While the scene replayed, the reporter continued. “We tried to interview the boy, but a girl, the girl you see here, led him off.”
Mom stared at the screen as Piper appeared and hurried Elijah away from the camera and toward the school.
The report continued but Mom no longer heard. Tears blurred her eyes as her husband wrapped his arm around her.
“Don’t cry, sweetheart,” he said. “We knew this day would happen, didn’t we?”
She tried to answer, but her throat was too tight with emotion.
Dad repeated the words more softy. “Sooner or later we knew it would happen.”
* * * * *
Monica Specter and her two male assistants sat in the dingy, cockroach-infested hotel staring at the same newscast.
With a sinister grin, she switched off the television. “Alright team, the objective’s been sighted.” She rose and started for the adjacent room. “Pack up. We’re leaving in fifteen minutes.”
Bruno answered. He was a hulk of a man, whose neck was as thick as most people’s thighs and whose upturned nose looked like he’d run into a brick wall as a child (several times). “Uh … okay. Where are we goin’?”
Monica stopped, flipped aside her bright red hair, and stared at him in unbelief. “Santa Monica, you dolt. You saw the news. The boy we’re tracking is in Santa Monica.”
Bruno nodded. “Uh ... right.”
She looked at him another moment. Then, shaking her head, she disappeared into the other room.
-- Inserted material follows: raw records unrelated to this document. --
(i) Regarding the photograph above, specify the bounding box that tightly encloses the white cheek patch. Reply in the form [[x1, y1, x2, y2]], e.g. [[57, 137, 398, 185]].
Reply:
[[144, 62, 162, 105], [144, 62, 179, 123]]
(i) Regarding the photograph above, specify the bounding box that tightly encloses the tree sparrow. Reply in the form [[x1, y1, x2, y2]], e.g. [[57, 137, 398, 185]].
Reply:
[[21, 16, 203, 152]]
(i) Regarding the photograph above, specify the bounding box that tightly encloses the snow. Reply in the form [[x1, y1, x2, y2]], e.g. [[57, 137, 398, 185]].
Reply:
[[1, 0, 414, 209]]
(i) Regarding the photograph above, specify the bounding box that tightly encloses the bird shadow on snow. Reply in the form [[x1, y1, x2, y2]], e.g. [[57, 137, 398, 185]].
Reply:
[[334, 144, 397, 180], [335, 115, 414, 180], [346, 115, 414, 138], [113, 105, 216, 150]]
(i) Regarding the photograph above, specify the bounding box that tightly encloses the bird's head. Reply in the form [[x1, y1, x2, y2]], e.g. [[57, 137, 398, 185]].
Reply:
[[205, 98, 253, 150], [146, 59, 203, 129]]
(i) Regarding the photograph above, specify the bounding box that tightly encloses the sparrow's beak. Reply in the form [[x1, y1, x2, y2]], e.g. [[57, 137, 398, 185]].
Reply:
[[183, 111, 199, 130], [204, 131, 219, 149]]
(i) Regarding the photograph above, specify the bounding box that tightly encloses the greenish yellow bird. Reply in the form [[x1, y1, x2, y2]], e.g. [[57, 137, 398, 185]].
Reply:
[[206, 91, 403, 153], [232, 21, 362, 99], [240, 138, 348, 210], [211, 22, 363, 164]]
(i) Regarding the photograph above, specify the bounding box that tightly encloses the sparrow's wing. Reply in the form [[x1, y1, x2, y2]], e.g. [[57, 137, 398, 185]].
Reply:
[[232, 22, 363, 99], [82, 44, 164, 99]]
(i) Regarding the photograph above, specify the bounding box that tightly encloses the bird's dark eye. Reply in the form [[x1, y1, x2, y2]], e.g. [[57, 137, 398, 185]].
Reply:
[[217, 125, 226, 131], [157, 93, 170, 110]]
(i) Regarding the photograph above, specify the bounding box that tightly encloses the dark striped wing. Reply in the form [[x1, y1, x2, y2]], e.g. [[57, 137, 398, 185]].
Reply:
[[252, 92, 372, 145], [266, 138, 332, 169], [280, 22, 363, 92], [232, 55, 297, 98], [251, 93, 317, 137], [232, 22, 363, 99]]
Silas, their skinny partner with a long, pointed nose, shut down his laptop. “You shouldn’t ask stupid questions like that,” he said to Bruno.
Bruno nodded then stopped. “But how do I know they’re stupid if I don’t ask ‘em?”
Silas sighed. “Because you’re going to try something brand new.”
“What’s that?”
“You’ll try thinking before you speak.”
Bruno frowned, not completely sure he understood the concept. Then summoning up all his brain cells, he answered, “Huh?”
Silas answered. “We’ve been looking for this kid eight months now—checking newspaper articles, surfing the net … and, then out of the blue, he suddenly winds up on TV?”
Bruno grinned. “Yeah, some coincidence, huh?”
“Yeah, right. That was no coincidence.”
“You think Shadow Man had something to do with it?”
Silas shrugged. He never liked talking about the head of their organization. To be honest, the man gave him the willies.
“Come on,” he said, changing the subject. “Let’s get packed and grab the kid.”